Re: [PATCH 1/2] mm: add MemAvailable to per-node meminfo

From: Qi Zheng
Date: Thu Dec 16 2021 - 10:31:43 EST




On 12/16/21 9:16 PM, Greg KH wrote:
On Thu, Dec 16, 2021 at 08:46:54PM +0800, Qi Zheng wrote:
In /proc/meminfo, we can show the sum of all the available memory
as "MemAvailable". Add the same counter also to per-node meminfo
under /sys.

With this counter, some processes that bind nodes can make some
decisions by reading the "MemAvailable" of the corresponding nodes
directly.

Signed-off-by: Qi Zheng <zhengqi.arch@xxxxxxxxxxxxx>
---
drivers/base/node.c | 4 ++++
include/linux/mm.h | 1 +
include/linux/mmzone.h | 5 +++++
mm/page_alloc.c | 49 +++++++++++++++++++++++++++++++++++++++++++++++++
4 files changed, 59 insertions(+)

diff --git a/drivers/base/node.c b/drivers/base/node.c
index 87acc47e8951..deb2a7965ae4 100644
--- a/drivers/base/node.c
+++ b/drivers/base/node.c
@@ -375,8 +375,10 @@ static ssize_t node_read_meminfo(struct device *dev,
struct sysinfo i;
unsigned long sreclaimable, sunreclaimable;
unsigned long swapcached = 0;
+ long available;
si_meminfo_node(&i, nid);
+ available = si_mem_available_node(&i, nid);
sreclaimable = node_page_state_pages(pgdat, NR_SLAB_RECLAIMABLE_B);
sunreclaimable = node_page_state_pages(pgdat, NR_SLAB_UNRECLAIMABLE_B);
#ifdef CONFIG_SWAP
@@ -386,6 +388,7 @@ static ssize_t node_read_meminfo(struct device *dev,
"Node %d MemTotal: %8lu kB\n"
"Node %d MemFree: %8lu kB\n"
"Node %d MemUsed: %8lu kB\n"
+ "Node %d MemAvailable: %8lu kB\n"

You just changed a user/kernel api without documenting it anywhere, or
ensuring that you did not just break anything.

Hi greg k-h,

The MemAvailable has long existed in the /proc/meminfo, it's meaning
has been described in the Documentation/filesystems/proc.rst. Since
the semantics of per-node MemAvailable has not changed, so I did not
add a new document description.


Also, this api is crazy, and not ok, please never add anything new to
it, it is broken as-is.

The consideration of adding per-node MemAvailable is that some processes
that bind nodes need this information to do some decisions.
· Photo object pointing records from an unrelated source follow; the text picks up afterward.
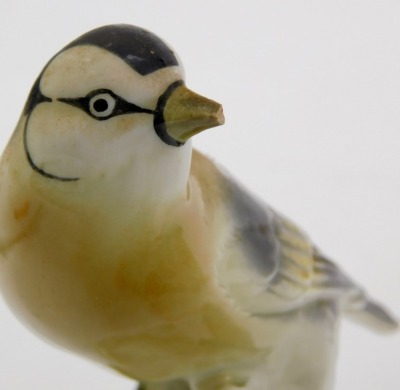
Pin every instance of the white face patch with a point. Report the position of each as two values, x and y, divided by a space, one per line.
80 70
96 124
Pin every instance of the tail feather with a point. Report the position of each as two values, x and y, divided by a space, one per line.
374 316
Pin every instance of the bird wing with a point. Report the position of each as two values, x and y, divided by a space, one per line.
279 269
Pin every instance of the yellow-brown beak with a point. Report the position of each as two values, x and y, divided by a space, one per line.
182 113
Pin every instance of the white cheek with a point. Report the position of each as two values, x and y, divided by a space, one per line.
63 141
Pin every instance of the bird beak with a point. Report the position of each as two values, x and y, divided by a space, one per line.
183 113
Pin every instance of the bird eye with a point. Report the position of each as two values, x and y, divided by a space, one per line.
102 105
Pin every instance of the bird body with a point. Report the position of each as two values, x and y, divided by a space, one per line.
120 243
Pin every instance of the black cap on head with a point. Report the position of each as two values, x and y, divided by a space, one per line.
141 49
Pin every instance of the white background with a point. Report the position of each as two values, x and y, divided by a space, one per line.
311 91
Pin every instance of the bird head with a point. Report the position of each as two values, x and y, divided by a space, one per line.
112 107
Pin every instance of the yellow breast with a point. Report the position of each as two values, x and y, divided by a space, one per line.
136 293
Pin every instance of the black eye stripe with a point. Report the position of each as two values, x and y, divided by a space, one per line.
122 107
100 105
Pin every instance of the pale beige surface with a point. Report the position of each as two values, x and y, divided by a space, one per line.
329 85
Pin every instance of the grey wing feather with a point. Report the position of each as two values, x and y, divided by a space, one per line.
281 258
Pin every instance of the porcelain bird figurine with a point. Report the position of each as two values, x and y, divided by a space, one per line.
122 244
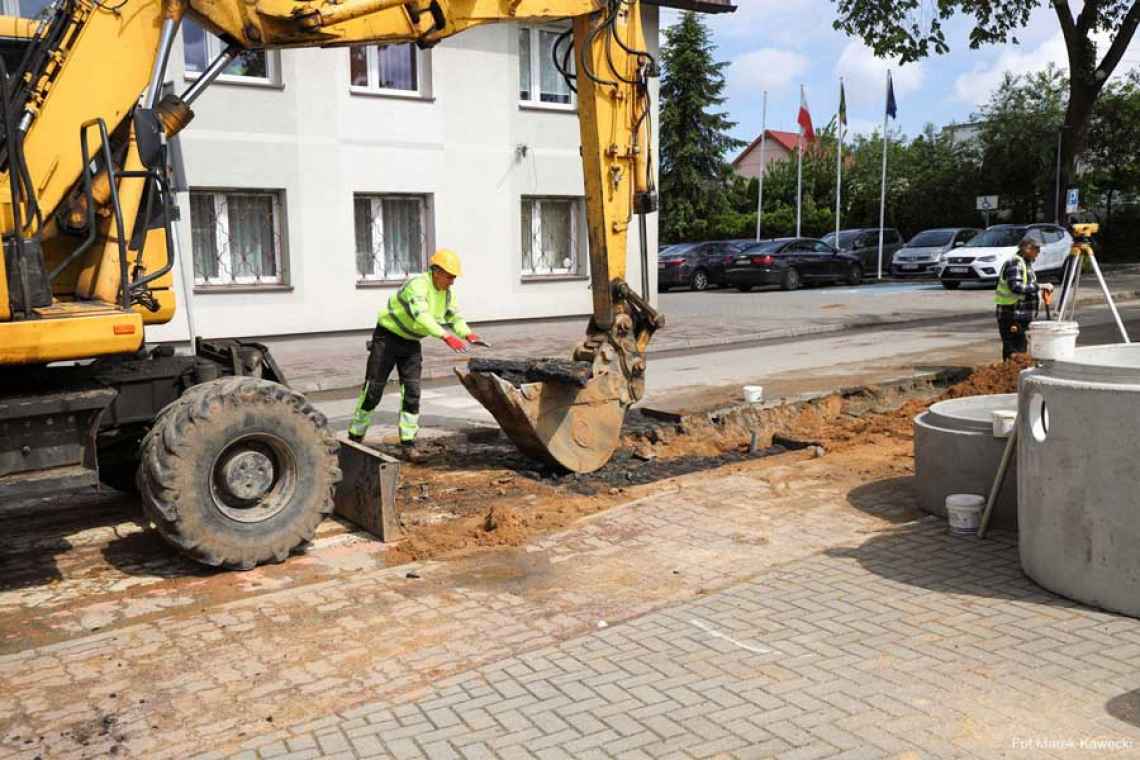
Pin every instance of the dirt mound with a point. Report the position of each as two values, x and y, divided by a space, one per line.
992 378
469 497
Now their approach is to read other information in per-node meminfo
and /proc/sys/vm/watermark_scale_factor, and then approximate this
value. With this counter, they can directly read
/sys/devices/system/node/node*/meminfo to get the MemAvailable
information of each node.

And MemTotal, MemFree and SReclaimable(etc.) all have corresponding
per-node versions, so I think that adding per-node MemAvailable might
also make sense. :)

Thanks,
Qi


thanks,

greg k-h


--
Thanks,
Qi